A movie log formerly known as Bookishness / By Charles Matthews

"Dazzled by so many and such marvelous inventions, the people of Macondo ... became indignant over the living images that the prosperous merchant Bruno Crespi projected in the theater with the lion-head ticket windows, for a character who had died and was buried in one film and for whose misfortune tears had been shed would reappear alive and transformed into an Arab in the next one. The audience, who had paid two cents apiece to share the difficulties of the actors, would not tolerate that outlandish fraud and they broke up the seats. The mayor, at the urging of Bruno Crespi, explained in a proclamation that the cinema was a machine of illusions that did not merit the emotional outbursts of the audience. With that discouraging explanation many ... decided not to return to the movies, considering that they already had too many troubles of their own to weep over the acted-out misfortunes of imaginary beings."
--Gabriel García Márquez, One Hundred Years of Solitude

Sunday, October 18, 2015

The Blot (Lois Weber, 1921)

Louis Calhern and Claire Windsor in The Blot (Lois Weber, 1921)
One of the prolific and once-celebrated Lois Weber's few surviving films, The Blot makes me wish that there were many more. The IMDb credits her with 137 titles, almost all of which seem to be lost. She had a reputation for "message" films, and The Blot is no exception: It was apparently inspired by articles in Literary Digest that denounced the poor payment of teachers and clergymen as a "blot" on our civilization; we even see excerpts from the articles on-screen near the end of the film. As unpromising as that sounds, Weber (who co-wrote the screenplay with Marion Orth) uses humor and deft characterization to make her case. She focuses on Professor Griggs (Philip Hubbard) and his wife (Margaret McWade) and pretty daughter, Amelia (Claire Windsor), who are just barely scraping by on his salary plus some extra money he makes by tutoring and that Amelia brings in from a job at the library. But they also have next-door neighbors, the Olsens, who are prosperous middle-class types from the money he earns making shoes; Mrs. Olsen snubs the Griggses, thinking them stuck-up, but their son, Peter, is smitten with Amelia. So is Phil West (Louis Calhern), one of Prof. Griggs's students.
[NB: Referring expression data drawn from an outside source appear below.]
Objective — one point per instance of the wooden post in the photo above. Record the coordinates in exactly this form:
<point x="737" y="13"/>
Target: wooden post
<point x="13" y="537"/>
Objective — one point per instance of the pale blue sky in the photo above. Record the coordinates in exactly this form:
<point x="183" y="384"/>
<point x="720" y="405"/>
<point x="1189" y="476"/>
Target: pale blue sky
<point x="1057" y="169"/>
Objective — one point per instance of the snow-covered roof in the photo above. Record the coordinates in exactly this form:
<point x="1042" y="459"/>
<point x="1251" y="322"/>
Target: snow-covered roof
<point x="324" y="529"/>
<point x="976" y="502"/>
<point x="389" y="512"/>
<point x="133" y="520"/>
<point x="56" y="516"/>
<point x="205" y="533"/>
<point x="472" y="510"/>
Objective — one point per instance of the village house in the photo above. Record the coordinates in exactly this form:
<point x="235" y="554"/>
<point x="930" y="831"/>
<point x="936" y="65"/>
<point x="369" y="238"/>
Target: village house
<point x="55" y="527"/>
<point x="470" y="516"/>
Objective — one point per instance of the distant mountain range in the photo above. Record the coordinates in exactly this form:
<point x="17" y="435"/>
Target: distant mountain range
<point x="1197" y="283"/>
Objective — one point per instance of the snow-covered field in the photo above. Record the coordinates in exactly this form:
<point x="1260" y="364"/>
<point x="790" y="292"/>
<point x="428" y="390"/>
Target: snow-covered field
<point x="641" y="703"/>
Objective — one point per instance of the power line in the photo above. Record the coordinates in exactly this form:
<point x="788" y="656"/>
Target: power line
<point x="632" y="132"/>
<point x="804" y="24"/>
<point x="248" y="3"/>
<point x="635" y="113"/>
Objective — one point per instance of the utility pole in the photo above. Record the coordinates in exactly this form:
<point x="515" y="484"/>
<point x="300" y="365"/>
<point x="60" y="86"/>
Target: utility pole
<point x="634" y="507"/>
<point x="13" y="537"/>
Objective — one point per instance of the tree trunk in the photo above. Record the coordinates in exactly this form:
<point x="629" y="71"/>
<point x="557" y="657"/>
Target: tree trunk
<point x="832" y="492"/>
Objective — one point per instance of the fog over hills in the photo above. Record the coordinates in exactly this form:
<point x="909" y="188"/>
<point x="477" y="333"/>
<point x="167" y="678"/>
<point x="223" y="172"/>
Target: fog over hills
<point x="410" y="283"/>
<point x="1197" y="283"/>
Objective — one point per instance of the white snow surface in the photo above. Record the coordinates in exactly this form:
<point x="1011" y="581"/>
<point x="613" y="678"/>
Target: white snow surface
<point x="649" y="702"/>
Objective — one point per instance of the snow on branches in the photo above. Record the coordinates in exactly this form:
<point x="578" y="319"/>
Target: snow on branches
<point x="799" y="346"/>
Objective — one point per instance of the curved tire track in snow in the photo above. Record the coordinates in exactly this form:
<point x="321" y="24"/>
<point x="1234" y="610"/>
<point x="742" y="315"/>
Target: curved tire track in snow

Phil is a rich young playboy whose father is on the board of trustees of the college at which Griggs teaches. Another suitor for Amelia is the Rev. Gates, a young minister. Weber skillfully interplays all of these characters in ways that are sometimes comic, sometimes heart-tugging. The effect is almost novelistic: I kept thinking of Booth Tarkington's  dated but still effective books as I watched it. Moreover, after the story crisis is resolved Weber doesn't give us a pat ending: We still don't know which of the several suitors Amelia will wind up with. An extra delight for me was seeing one of my favorite character actors from the '30s, '40s, and '50s, Calhern, as a romantic leading man. Though it's clear that his magnificent nose is going to doom him to character parts, he makes a credible go of it as a young swain -- he was only 26 at the time.